7.3.7 Glucose and triacylglycerol
Fasting plasma glucose did not differ at baseline between the trials (P = 0.646). There was a main effect of time (P < 0.001), altitude (P = 0.048) and exercise (P = 0.008) for glucose. Plasma glucose was higher during the hypoxic trials (5.1 ± 0.2 mmol·L-1) than the normoxic trials (4.9 ± 0.1 mmol·L-1; P = 0.048). This finding was confirmed by analysis of AUC values for glucose for the entire 7 h trial duration (hypoxia 36.5 ± 1.2 mmol·L-1·7 h, normoxia 34.5 ± 0.6 mmol·L-1·7 h; P = 0.02). Plasma glucose was higher during the exercise trials than the control trials (5.2 ± 0.1 mmol·L-1 versus 4.9 ± 0.1 mmol·L-1 respectively; P = 0.008) and this was confirmed by analysis of AUC values (exercise 36.7 ± 1.0 mmol·L-1·7 h, control 34.4 ± 0.9 mmol·L-1·7 h; P = 0.015). Fasting plasma TAG concentrations were not significantly different between trials (P = 0.154). There was a significant effect of time (P < 0.001) but no other main effects (data not shown).

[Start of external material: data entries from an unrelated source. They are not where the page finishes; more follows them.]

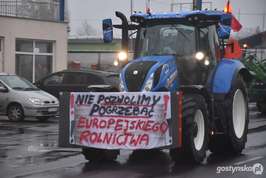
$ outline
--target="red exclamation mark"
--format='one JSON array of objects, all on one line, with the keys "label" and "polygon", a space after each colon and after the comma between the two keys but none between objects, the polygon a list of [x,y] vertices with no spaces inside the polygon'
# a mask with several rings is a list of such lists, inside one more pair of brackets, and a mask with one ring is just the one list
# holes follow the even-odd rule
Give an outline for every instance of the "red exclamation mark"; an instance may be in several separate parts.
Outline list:
[{"label": "red exclamation mark", "polygon": [[[170,98],[170,97],[168,95],[164,95],[164,110],[166,111],[167,110],[167,107],[168,105],[168,101]],[[166,113],[164,113],[164,116],[165,117],[166,117]]]},{"label": "red exclamation mark", "polygon": [[[74,95],[71,94],[70,96],[70,107],[71,109],[74,107]],[[71,114],[74,114],[74,111],[71,111]]]}]

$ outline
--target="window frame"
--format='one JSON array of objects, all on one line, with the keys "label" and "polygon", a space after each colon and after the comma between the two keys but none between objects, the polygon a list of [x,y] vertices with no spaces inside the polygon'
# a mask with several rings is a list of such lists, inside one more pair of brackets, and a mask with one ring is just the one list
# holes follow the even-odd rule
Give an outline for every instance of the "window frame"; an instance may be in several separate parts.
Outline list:
[{"label": "window frame", "polygon": [[[15,49],[15,53],[19,54],[25,54],[28,55],[33,55],[32,58],[32,83],[35,82],[35,55],[42,55],[44,56],[52,56],[52,69],[51,73],[52,73],[55,71],[55,42],[53,41],[49,40],[38,40],[30,39],[24,39],[23,38],[16,38],[15,40],[15,44],[17,40],[24,40],[24,41],[33,41],[33,52],[20,52],[19,51],[16,51]],[[34,52],[34,49],[35,48],[35,42],[36,41],[38,42],[51,42],[52,43],[52,50],[53,52],[52,53],[36,53]]]},{"label": "window frame", "polygon": [[[88,82],[88,75],[90,75],[92,76],[94,76],[96,77],[97,77],[97,78],[101,78],[101,80],[103,82],[102,84],[92,84],[92,83],[89,83]],[[99,75],[96,75],[94,73],[90,73],[89,72],[88,72],[86,73],[85,74],[85,80],[86,80],[86,84],[87,85],[105,85],[105,81],[104,79],[103,78],[103,77],[102,77]]]},{"label": "window frame", "polygon": [[64,74],[64,76],[63,76],[63,78],[62,79],[62,82],[61,82],[61,84],[59,84],[59,85],[63,85],[63,82],[64,82],[64,80],[65,80],[66,78],[66,77],[65,76],[66,76],[67,75],[67,72],[56,72],[55,73],[52,73],[46,76],[45,77],[44,77],[40,81],[40,83],[41,83],[41,84],[43,85],[43,86],[50,86],[51,85],[57,85],[59,84],[52,84],[52,85],[49,85],[47,84],[44,84],[44,80],[46,80],[49,78],[50,78],[51,77],[55,75],[58,75],[58,74]]},{"label": "window frame", "polygon": [[[68,84],[66,83],[66,79],[68,77],[68,75],[69,74],[71,73],[76,74],[76,73],[81,73],[83,74],[84,75],[84,80],[85,81],[85,82],[84,84]],[[69,72],[66,73],[66,76],[65,78],[63,80],[62,80],[62,82],[61,84],[61,85],[84,85],[86,84],[86,73],[84,72],[80,72],[79,71],[78,71],[77,72],[74,72],[73,71],[70,71]]]}]

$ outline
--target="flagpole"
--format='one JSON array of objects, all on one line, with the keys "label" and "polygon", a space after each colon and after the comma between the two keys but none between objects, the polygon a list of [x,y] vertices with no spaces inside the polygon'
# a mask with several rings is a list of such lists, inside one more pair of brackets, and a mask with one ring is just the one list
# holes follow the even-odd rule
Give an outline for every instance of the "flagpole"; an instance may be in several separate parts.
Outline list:
[{"label": "flagpole", "polygon": [[[131,9],[130,10],[131,11],[131,12],[130,13],[132,13],[132,12],[133,11],[133,7],[132,7],[132,0],[130,0],[130,9]],[[132,24],[132,21],[131,21],[130,22],[131,22],[130,23],[130,24]],[[131,31],[130,31],[130,32],[131,33],[132,33],[132,30]],[[131,36],[130,37],[130,45],[131,46],[131,51],[133,51],[133,47],[132,46],[133,45],[133,43],[132,42],[132,35],[131,35]]]},{"label": "flagpole", "polygon": [[[239,20],[240,19],[240,9],[239,8],[239,10],[238,10],[238,22],[239,22]],[[240,23],[240,22],[239,22]],[[237,43],[238,43],[238,40],[239,39],[239,31],[237,32]]]},{"label": "flagpole", "polygon": [[265,15],[265,11],[263,11],[263,23],[262,25],[262,39],[261,40],[261,60],[262,60],[262,53],[263,52],[262,52],[262,50],[263,50],[263,38],[264,38],[263,36],[263,31],[264,30],[264,16]]}]

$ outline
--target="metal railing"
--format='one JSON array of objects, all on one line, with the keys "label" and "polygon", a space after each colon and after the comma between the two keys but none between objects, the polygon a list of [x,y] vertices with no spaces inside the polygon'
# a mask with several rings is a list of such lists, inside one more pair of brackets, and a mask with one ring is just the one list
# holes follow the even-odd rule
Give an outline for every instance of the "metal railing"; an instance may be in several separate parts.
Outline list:
[{"label": "metal railing", "polygon": [[59,20],[59,0],[1,0],[0,15]]}]

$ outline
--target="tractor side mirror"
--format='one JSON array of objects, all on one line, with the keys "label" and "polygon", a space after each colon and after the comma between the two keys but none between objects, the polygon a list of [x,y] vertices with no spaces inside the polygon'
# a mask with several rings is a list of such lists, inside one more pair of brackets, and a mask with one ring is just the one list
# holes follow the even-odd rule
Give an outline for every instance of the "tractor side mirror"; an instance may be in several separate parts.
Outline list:
[{"label": "tractor side mirror", "polygon": [[227,18],[223,20],[223,23],[226,25],[231,25],[232,19],[230,18]]},{"label": "tractor side mirror", "polygon": [[229,38],[231,32],[232,15],[229,14],[222,14],[221,15],[221,22],[219,30],[219,38],[221,39]]},{"label": "tractor side mirror", "polygon": [[102,30],[103,42],[108,43],[111,42],[113,40],[113,26],[111,19],[103,20]]},{"label": "tractor side mirror", "polygon": [[221,22],[224,25],[231,26],[232,23],[232,15],[224,14],[221,15]]}]

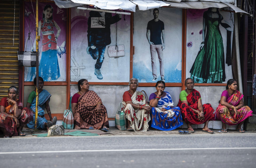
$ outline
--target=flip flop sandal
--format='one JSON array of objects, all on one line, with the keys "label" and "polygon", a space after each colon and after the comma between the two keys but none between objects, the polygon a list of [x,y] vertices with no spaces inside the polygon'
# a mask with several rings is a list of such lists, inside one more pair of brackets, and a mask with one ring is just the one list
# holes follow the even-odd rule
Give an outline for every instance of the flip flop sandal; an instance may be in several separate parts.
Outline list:
[{"label": "flip flop sandal", "polygon": [[126,129],[126,130],[127,130],[128,131],[133,131],[133,128],[132,128],[131,127],[129,127],[127,128],[127,129]]},{"label": "flip flop sandal", "polygon": [[[243,132],[243,131],[244,131],[244,130],[242,130],[242,129],[238,129],[238,130],[237,130],[237,132],[239,133],[244,133],[246,132],[245,131],[244,131]],[[241,132],[240,132],[240,131],[241,131]]]},{"label": "flip flop sandal", "polygon": [[[191,130],[191,131],[189,131],[190,130]],[[194,131],[194,129],[193,128],[187,128],[187,131],[189,132],[193,133],[195,132],[195,131]]]},{"label": "flip flop sandal", "polygon": [[109,130],[107,128],[103,128],[101,129],[101,131],[103,131],[104,132],[107,132],[109,131]]},{"label": "flip flop sandal", "polygon": [[202,131],[203,132],[207,132],[207,133],[213,133],[214,132],[209,132],[209,131],[211,131],[210,130],[202,130]]},{"label": "flip flop sandal", "polygon": [[48,127],[48,128],[50,128],[50,127],[53,125],[53,123],[51,122],[51,121],[48,121],[47,122],[47,127]]},{"label": "flip flop sandal", "polygon": [[191,133],[186,131],[183,130],[179,130],[178,131],[178,133],[180,134],[191,134]]},{"label": "flip flop sandal", "polygon": [[[19,134],[19,136],[26,136],[26,134],[25,133],[22,132],[19,132],[18,133]],[[23,135],[21,135],[23,134]]]},{"label": "flip flop sandal", "polygon": [[56,123],[57,122],[57,117],[55,116],[53,119],[53,125],[56,125]]},{"label": "flip flop sandal", "polygon": [[88,130],[94,130],[94,128],[93,128],[93,127],[90,127],[89,128]]},{"label": "flip flop sandal", "polygon": [[[227,133],[227,131],[226,130],[225,130],[225,129],[223,129],[221,128],[220,129],[221,132],[223,132],[223,133]],[[225,132],[225,131],[226,131]]]}]

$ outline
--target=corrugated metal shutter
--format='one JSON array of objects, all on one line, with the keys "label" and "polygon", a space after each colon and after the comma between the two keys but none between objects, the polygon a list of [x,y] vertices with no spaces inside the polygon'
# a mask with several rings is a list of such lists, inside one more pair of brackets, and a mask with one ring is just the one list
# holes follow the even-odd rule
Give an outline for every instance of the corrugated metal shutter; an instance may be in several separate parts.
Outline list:
[{"label": "corrugated metal shutter", "polygon": [[18,87],[19,4],[16,0],[14,22],[14,1],[0,0],[0,97],[6,97],[11,86]]}]

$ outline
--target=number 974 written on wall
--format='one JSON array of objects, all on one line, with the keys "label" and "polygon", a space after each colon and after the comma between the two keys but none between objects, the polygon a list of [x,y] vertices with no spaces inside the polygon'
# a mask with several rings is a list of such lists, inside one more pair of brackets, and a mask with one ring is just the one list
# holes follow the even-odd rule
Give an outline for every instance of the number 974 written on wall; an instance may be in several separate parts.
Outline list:
[{"label": "number 974 written on wall", "polygon": [[125,56],[125,46],[123,45],[109,46],[107,53],[109,57]]}]

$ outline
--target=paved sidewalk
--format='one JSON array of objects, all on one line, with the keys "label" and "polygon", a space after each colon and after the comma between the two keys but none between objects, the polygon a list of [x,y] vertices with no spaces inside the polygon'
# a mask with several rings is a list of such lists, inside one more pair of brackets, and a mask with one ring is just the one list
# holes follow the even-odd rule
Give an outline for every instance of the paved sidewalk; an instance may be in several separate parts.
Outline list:
[{"label": "paved sidewalk", "polygon": [[[214,130],[211,129],[211,130],[213,131],[214,134],[241,134],[241,133],[239,133],[236,130],[228,130],[227,133],[223,133],[218,132],[219,131],[219,130]],[[111,135],[120,135],[120,136],[127,136],[127,135],[178,135],[178,131],[179,130],[186,130],[186,128],[179,128],[176,129],[175,130],[170,131],[162,131],[160,130],[153,130],[152,128],[150,129],[149,131],[146,132],[134,132],[133,131],[120,131],[114,127],[110,127],[109,131],[107,132],[107,133],[104,133],[103,131],[99,130],[95,130],[95,131],[97,131],[101,134],[101,133],[103,133],[103,134],[101,134],[99,135],[100,136],[111,136]],[[194,129],[195,131],[195,132],[191,133],[192,134],[210,134],[203,132],[202,131],[202,129]],[[65,132],[66,131],[72,131],[75,130],[65,130]],[[88,130],[86,129],[83,130]],[[88,130],[89,131],[89,130]],[[13,137],[37,137],[36,136],[32,135],[32,134],[40,133],[47,133],[47,131],[46,130],[38,130],[36,131],[35,131],[33,130],[29,129],[27,128],[27,127],[24,127],[22,130],[22,131],[26,134],[26,136],[17,136]],[[96,133],[97,132],[95,132]],[[256,133],[256,132],[253,131],[247,131],[245,133]],[[180,135],[181,136],[182,136],[183,135]],[[3,135],[2,134],[0,134],[0,138],[2,138],[3,137]]]}]

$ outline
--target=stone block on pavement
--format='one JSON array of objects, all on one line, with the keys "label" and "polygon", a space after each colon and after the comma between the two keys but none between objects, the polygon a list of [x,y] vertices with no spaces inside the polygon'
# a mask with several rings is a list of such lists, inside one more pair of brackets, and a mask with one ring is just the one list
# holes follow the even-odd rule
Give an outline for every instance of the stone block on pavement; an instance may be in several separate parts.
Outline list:
[{"label": "stone block on pavement", "polygon": [[249,117],[249,119],[248,123],[256,123],[256,114],[253,114],[253,116]]},{"label": "stone block on pavement", "polygon": [[49,128],[47,136],[64,136],[64,128],[59,125],[53,125]]}]

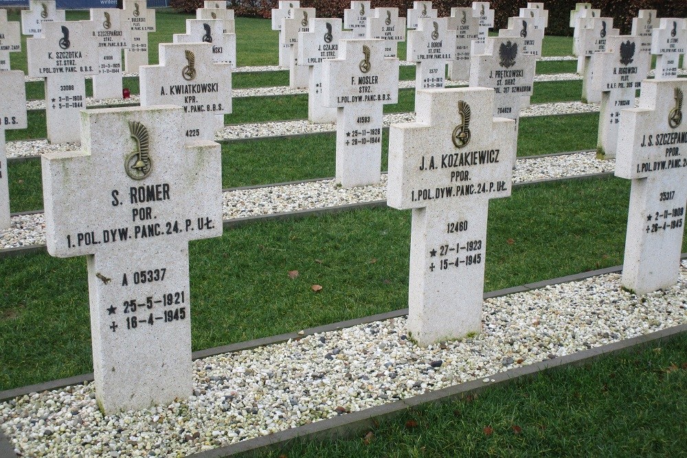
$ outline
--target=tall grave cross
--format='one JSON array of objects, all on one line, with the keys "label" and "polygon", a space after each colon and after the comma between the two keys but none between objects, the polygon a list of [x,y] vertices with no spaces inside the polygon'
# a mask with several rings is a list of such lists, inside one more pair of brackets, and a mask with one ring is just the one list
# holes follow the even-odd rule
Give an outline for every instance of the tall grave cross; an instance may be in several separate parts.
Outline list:
[{"label": "tall grave cross", "polygon": [[21,70],[0,71],[0,87],[7,91],[5,95],[0,97],[0,229],[4,229],[9,228],[11,224],[5,130],[27,127],[24,72]]},{"label": "tall grave cross", "polygon": [[8,21],[7,10],[0,10],[0,71],[10,69],[10,53],[20,51],[19,23]]},{"label": "tall grave cross", "polygon": [[92,8],[93,40],[98,47],[98,73],[93,76],[95,100],[122,97],[122,49],[131,45],[131,22],[115,8]]},{"label": "tall grave cross", "polygon": [[45,23],[66,20],[65,10],[57,9],[55,0],[30,0],[29,9],[21,11],[21,33],[40,36]]},{"label": "tall grave cross", "polygon": [[636,294],[677,282],[687,202],[687,80],[646,80],[623,110],[616,176],[631,180],[622,286]]},{"label": "tall grave cross", "polygon": [[477,39],[480,18],[473,16],[473,9],[451,8],[449,30],[455,31],[455,51],[448,62],[449,79],[462,81],[470,78],[470,56],[472,42]]},{"label": "tall grave cross", "polygon": [[48,252],[87,256],[104,415],[191,395],[188,242],[222,235],[221,159],[182,111],[89,110],[82,150],[42,157]]},{"label": "tall grave cross", "polygon": [[368,38],[384,40],[384,57],[396,57],[398,42],[405,41],[405,18],[398,8],[374,8],[368,20]]},{"label": "tall grave cross", "polygon": [[646,78],[651,55],[642,52],[641,36],[618,36],[607,38],[606,51],[592,56],[592,90],[601,93],[596,155],[616,157],[620,110],[633,108],[635,91]]},{"label": "tall grave cross", "polygon": [[[227,10],[228,11],[228,10]],[[206,43],[212,45],[212,62],[236,67],[236,34],[225,33],[221,19],[186,19],[186,33],[174,34],[175,43]]]},{"label": "tall grave cross", "polygon": [[298,37],[298,61],[310,67],[308,82],[308,119],[315,124],[337,121],[336,106],[326,106],[322,94],[322,62],[339,57],[341,41],[354,32],[342,32],[341,20],[317,18],[310,21],[310,32]]},{"label": "tall grave cross", "polygon": [[372,12],[370,0],[351,0],[350,8],[344,10],[344,27],[353,32],[352,38],[365,38]]},{"label": "tall grave cross", "polygon": [[337,106],[336,183],[379,183],[382,109],[398,102],[398,59],[385,58],[381,40],[344,40],[339,58],[322,62],[322,92]]},{"label": "tall grave cross", "polygon": [[416,122],[390,128],[387,203],[412,209],[408,328],[427,345],[481,330],[489,200],[510,195],[516,135],[493,89],[419,92]]},{"label": "tall grave cross", "polygon": [[300,1],[298,0],[295,1],[279,0],[278,6],[278,8],[272,9],[272,30],[279,31],[279,66],[289,67],[287,54],[291,45],[285,43],[284,37],[282,36],[284,33],[282,32],[282,19],[291,17],[291,10],[300,8]]},{"label": "tall grave cross", "polygon": [[408,32],[407,60],[416,62],[415,101],[420,89],[444,87],[446,62],[453,60],[455,34],[449,30],[449,18],[421,17]]},{"label": "tall grave cross", "polygon": [[41,38],[26,40],[29,76],[45,78],[47,139],[78,142],[79,112],[85,109],[86,75],[98,73],[98,49],[89,21],[47,22]]},{"label": "tall grave cross", "polygon": [[141,106],[177,105],[183,109],[182,133],[214,140],[232,113],[232,65],[214,63],[211,43],[160,43],[159,65],[143,65]]},{"label": "tall grave cross", "polygon": [[148,65],[148,34],[155,31],[155,10],[148,9],[145,0],[122,0],[126,17],[131,21],[131,46],[124,49],[124,68],[137,73]]},{"label": "tall grave cross", "polygon": [[409,29],[418,28],[418,20],[420,18],[436,18],[437,10],[431,7],[431,1],[414,1],[413,8],[408,10],[406,21]]}]

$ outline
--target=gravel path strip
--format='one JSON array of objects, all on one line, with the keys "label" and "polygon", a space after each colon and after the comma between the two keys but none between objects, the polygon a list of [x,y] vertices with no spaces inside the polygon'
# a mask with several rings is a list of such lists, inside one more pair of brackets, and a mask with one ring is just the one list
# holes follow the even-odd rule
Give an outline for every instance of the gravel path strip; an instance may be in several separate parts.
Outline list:
[{"label": "gravel path strip", "polygon": [[641,297],[612,273],[487,299],[480,334],[427,348],[405,317],[305,336],[194,361],[188,400],[103,416],[74,385],[0,403],[0,428],[23,456],[183,456],[687,323],[686,287],[683,262]]}]

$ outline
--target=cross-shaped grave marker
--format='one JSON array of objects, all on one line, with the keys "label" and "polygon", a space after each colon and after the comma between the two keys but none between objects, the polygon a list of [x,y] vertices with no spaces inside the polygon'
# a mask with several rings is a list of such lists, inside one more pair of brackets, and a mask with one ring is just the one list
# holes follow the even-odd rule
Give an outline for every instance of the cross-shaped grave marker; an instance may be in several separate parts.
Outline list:
[{"label": "cross-shaped grave marker", "polygon": [[368,20],[368,38],[384,40],[384,57],[396,57],[398,42],[405,41],[405,18],[398,8],[374,8]]},{"label": "cross-shaped grave marker", "polygon": [[344,27],[353,32],[352,38],[364,38],[372,15],[370,0],[352,0],[350,8],[344,10]]},{"label": "cross-shaped grave marker", "polygon": [[7,10],[0,10],[0,71],[10,69],[10,53],[20,51],[19,23],[8,21]]},{"label": "cross-shaped grave marker", "polygon": [[336,183],[379,183],[382,109],[398,101],[398,59],[385,58],[382,40],[344,40],[339,58],[322,62],[322,93],[337,106]]},{"label": "cross-shaped grave marker", "polygon": [[455,31],[455,51],[448,62],[449,79],[462,81],[470,78],[472,42],[477,39],[480,18],[473,16],[472,8],[451,8],[449,30]]},{"label": "cross-shaped grave marker", "polygon": [[222,235],[222,168],[182,111],[89,110],[82,150],[42,157],[48,252],[87,255],[104,415],[191,395],[188,242]]},{"label": "cross-shaped grave marker", "polygon": [[341,20],[317,18],[310,21],[310,32],[298,37],[298,61],[310,67],[308,82],[308,119],[313,123],[336,122],[336,106],[325,106],[322,94],[322,62],[339,57],[341,41],[354,32],[341,31]]},{"label": "cross-shaped grave marker", "polygon": [[510,195],[513,122],[485,88],[419,91],[389,133],[387,203],[412,209],[408,328],[427,345],[482,329],[489,200]]},{"label": "cross-shaped grave marker", "polygon": [[126,17],[131,21],[131,46],[124,49],[124,68],[138,73],[141,65],[148,65],[148,34],[155,31],[155,10],[146,6],[145,0],[122,0]]},{"label": "cross-shaped grave marker", "polygon": [[98,73],[93,76],[95,100],[122,98],[122,49],[131,45],[131,23],[115,8],[92,8],[93,40],[98,47]]},{"label": "cross-shaped grave marker", "polygon": [[310,32],[310,21],[315,19],[315,8],[291,8],[291,17],[282,19],[282,34],[289,45],[286,59],[289,62],[289,87],[308,89],[309,79],[307,65],[298,60],[298,36],[302,32]]},{"label": "cross-shaped grave marker", "polygon": [[651,55],[641,52],[641,36],[609,36],[606,51],[594,53],[590,67],[592,90],[601,93],[596,155],[616,157],[620,110],[635,106],[635,91],[646,78]]},{"label": "cross-shaped grave marker", "polygon": [[190,139],[214,140],[232,113],[232,65],[215,63],[211,43],[160,43],[159,65],[142,65],[141,106],[183,108]]},{"label": "cross-shaped grave marker", "polygon": [[11,224],[5,130],[27,127],[24,72],[21,70],[0,71],[0,87],[3,93],[7,91],[0,98],[0,229],[3,229],[9,228]]},{"label": "cross-shaped grave marker", "polygon": [[282,19],[291,17],[293,8],[300,8],[300,1],[284,1],[279,0],[278,8],[272,9],[272,30],[279,31],[279,66],[289,67],[288,52],[291,45],[287,44],[282,36]]},{"label": "cross-shaped grave marker", "polygon": [[660,25],[651,31],[651,54],[656,56],[654,78],[677,78],[680,54],[687,49],[687,19],[661,18]]},{"label": "cross-shaped grave marker", "polygon": [[687,80],[646,80],[620,114],[616,176],[631,180],[622,286],[636,294],[677,282],[687,202]]},{"label": "cross-shaped grave marker", "polygon": [[30,0],[29,9],[21,11],[21,33],[41,36],[47,22],[65,22],[65,10],[58,10],[54,0]]},{"label": "cross-shaped grave marker", "polygon": [[86,108],[86,75],[98,73],[98,49],[89,21],[47,22],[41,38],[26,40],[29,76],[45,78],[47,139],[78,142],[79,112]]},{"label": "cross-shaped grave marker", "polygon": [[236,34],[224,33],[221,19],[186,19],[186,33],[174,34],[175,43],[206,43],[212,45],[212,61],[236,67]]},{"label": "cross-shaped grave marker", "polygon": [[431,1],[414,1],[413,8],[408,10],[406,21],[409,29],[418,28],[418,20],[420,18],[436,18],[437,10],[431,7]]},{"label": "cross-shaped grave marker", "polygon": [[415,100],[420,89],[444,87],[446,62],[453,60],[455,34],[449,30],[449,18],[421,17],[408,32],[407,60],[416,62]]}]

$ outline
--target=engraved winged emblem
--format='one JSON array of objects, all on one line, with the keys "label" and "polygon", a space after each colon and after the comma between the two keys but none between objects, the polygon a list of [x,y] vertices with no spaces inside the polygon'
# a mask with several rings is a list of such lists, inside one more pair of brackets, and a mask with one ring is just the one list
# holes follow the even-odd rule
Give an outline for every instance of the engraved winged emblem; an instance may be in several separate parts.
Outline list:
[{"label": "engraved winged emblem", "polygon": [[332,40],[334,39],[334,36],[332,35],[332,24],[328,22],[326,25],[327,31],[324,34],[324,43],[332,43]]},{"label": "engraved winged emblem", "polygon": [[212,32],[210,30],[210,25],[204,22],[203,23],[203,28],[205,30],[205,34],[203,36],[203,43],[212,43]]},{"label": "engraved winged emblem", "polygon": [[182,69],[181,76],[186,81],[192,81],[193,78],[196,78],[196,56],[193,54],[192,51],[189,51],[188,49],[184,51],[184,55],[186,56],[186,61],[188,62],[188,65]]},{"label": "engraved winged emblem", "polygon": [[358,68],[363,73],[366,73],[370,71],[370,69],[372,67],[372,64],[370,62],[370,47],[367,45],[363,45],[363,54],[365,55],[365,58],[360,61],[358,64]]},{"label": "engraved winged emblem", "polygon": [[153,170],[148,128],[137,121],[129,121],[129,132],[136,142],[136,149],[124,159],[124,170],[133,179],[142,180],[150,175]]},{"label": "engraved winged emblem", "polygon": [[673,129],[682,123],[682,89],[676,87],[675,94],[675,106],[668,114],[668,125]]},{"label": "engraved winged emblem", "polygon": [[628,40],[620,43],[620,63],[627,65],[634,60],[635,43]]},{"label": "engraved winged emblem", "polygon": [[514,43],[510,40],[504,43],[501,43],[499,47],[499,58],[501,59],[499,65],[504,68],[508,69],[515,65],[515,58],[517,57],[517,43]]},{"label": "engraved winged emblem", "polygon": [[69,41],[69,30],[67,28],[66,25],[62,26],[62,38],[60,38],[58,44],[63,49],[69,49],[69,46],[71,45],[71,42]]},{"label": "engraved winged emblem", "polygon": [[460,124],[453,128],[451,139],[456,148],[462,148],[470,142],[470,105],[463,100],[458,102]]}]

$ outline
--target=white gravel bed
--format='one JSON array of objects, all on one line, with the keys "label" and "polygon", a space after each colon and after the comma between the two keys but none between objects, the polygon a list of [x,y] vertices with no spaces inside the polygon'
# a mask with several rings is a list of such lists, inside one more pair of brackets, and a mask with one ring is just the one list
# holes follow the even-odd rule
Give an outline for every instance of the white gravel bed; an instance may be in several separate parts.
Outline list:
[{"label": "white gravel bed", "polygon": [[0,403],[0,428],[23,456],[210,450],[683,324],[686,268],[641,297],[613,273],[488,299],[480,334],[427,348],[401,317],[205,358],[193,395],[168,406],[104,416],[92,383],[32,393]]}]

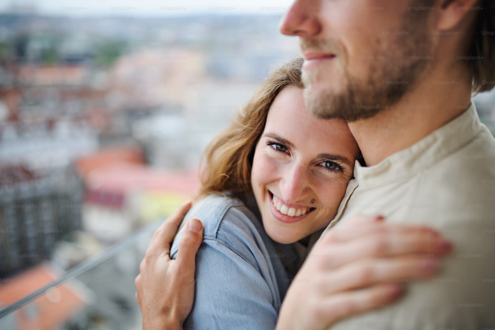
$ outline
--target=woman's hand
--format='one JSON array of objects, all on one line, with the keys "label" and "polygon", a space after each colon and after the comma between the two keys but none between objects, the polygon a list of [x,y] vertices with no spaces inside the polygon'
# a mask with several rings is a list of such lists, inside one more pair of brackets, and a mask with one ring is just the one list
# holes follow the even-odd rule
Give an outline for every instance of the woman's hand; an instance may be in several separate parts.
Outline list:
[{"label": "woman's hand", "polygon": [[358,216],[324,233],[282,303],[277,329],[327,329],[389,304],[409,280],[429,278],[451,244],[425,227]]},{"label": "woman's hand", "polygon": [[170,246],[183,218],[191,208],[184,204],[156,230],[134,281],[136,300],[143,314],[144,330],[182,329],[194,300],[196,254],[203,240],[203,227],[188,222],[179,244],[177,258]]}]

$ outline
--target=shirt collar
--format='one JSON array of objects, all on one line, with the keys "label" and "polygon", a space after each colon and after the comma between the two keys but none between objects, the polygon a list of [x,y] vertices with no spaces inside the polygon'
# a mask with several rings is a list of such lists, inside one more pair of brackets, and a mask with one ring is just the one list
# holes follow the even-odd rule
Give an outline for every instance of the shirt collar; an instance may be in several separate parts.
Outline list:
[{"label": "shirt collar", "polygon": [[411,146],[371,166],[356,161],[354,176],[360,188],[405,181],[445,159],[479,133],[481,122],[474,103],[460,116]]}]

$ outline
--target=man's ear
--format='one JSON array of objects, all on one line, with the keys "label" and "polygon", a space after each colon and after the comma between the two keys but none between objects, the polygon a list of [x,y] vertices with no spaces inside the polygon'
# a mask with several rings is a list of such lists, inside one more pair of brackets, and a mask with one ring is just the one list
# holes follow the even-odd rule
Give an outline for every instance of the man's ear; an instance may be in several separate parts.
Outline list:
[{"label": "man's ear", "polygon": [[436,2],[440,5],[436,26],[438,31],[454,30],[472,11],[479,10],[482,6],[480,3],[483,3],[479,0],[440,0]]}]

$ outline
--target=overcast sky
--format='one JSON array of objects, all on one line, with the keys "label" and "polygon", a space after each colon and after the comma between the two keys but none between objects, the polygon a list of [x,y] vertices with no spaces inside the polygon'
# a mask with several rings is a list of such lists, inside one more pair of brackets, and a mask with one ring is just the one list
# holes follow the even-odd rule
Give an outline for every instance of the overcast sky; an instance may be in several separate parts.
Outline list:
[{"label": "overcast sky", "polygon": [[34,6],[40,13],[70,15],[282,14],[292,0],[0,0],[0,11]]}]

141 7.3.8 Oxygen saturation and AMS
There was a main effect of time (P < 0.001), altitude (P < 0.001), exercise (P < 0.05) and an altitude x time interaction (P < 0.001) for oxygen saturation. Post-hoc tests indicated oxygen saturation was significantly lower in hypoxia (82 ± 1 %) than normoxia (98 ± 0 %; P < 0.001) confirming the hypoxic nature of these trials. Mean capillary blood oxygen saturation was significantly lower in the exercise trials than the resting trials (89 ± 1 % versus 91 ± 1% respectively; P < 0.05). The decrease in capillary blood oxygen saturation during the hypoxic trials varied widely amongst participants, with the mean individual oxygen saturation across the trial duration ranging from 70 – 88 %. Exposure to hypoxia resulted in increases in Lake Louise Score with the participants reporting varying degrees of AMS. Symptoms across the trial duration ranged from 0 to 6 on the hypoxic control trial and 0 to 7 on the hypoxic exercise trial. On the normoxic control trial symptoms ranged from 0 to 2 and on the normoxic exercise trial symptoms ranged from 0 to 4. Symptoms of headache and AMS were prevalent in 6 out of 10 participants in the hypoxic control trial and 5 out of 10 participants during the hypoxic exercise trial on at least one occasion during the trials.